Probably taking a holiday, then anything where I can learn a lot quickly while contributing in some beneficial way to society. For example I really like materials engineering. There’s so much you can do through materials engineering to reduce human suffering and solve a lot of widespread environmental problems.

If you could go back to the start, tell us two things you would do differently.
1) I’d back myself and my general approach to problem-solving more and I’d pay less attention to people who aren’t ‘believable’. Read Ray Dalio’s fantastic book ‘Principles’ if you want to understand this concept in more detail. What matters is setting up a system where you can repeatedly test your ideas in the real world.
2) I understand now that having a water-tight routine for taking breaks, exercising, taking care of myself, and socialising, is fundamental to maintaining a good level of productivity and effectively managing the stress of running a business.
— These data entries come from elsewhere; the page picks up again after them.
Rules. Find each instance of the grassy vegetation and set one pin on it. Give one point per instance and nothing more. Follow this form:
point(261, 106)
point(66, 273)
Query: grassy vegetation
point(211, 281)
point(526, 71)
My success as the leader of this initiative is underpinned by my ability to set reasonable limits around the amount that I work. I learned this the hard way – working too hard and then getting exhausted.

My success as the leader of this initiative is underpinned by my ability to set reasonable limits around the amount that I work.

Must Read

Must Read

Two books tied – Ray Dalio’s Principles and Aubrey Marcus’ Own The Day.

Must Visit

I really like Nir Eyal’s site on habit-building products. His weekly email newsletter is also filled with useful resources.

Must Watch

The inspiring French film ‘Demain’ (Tomorrow). It’s one of the few climate change films that focuses on practical community-driven solutions.

Must Use

I love Boomerang for Gmail. I no longer need to remind myself to chase responses or complete email-related tasks.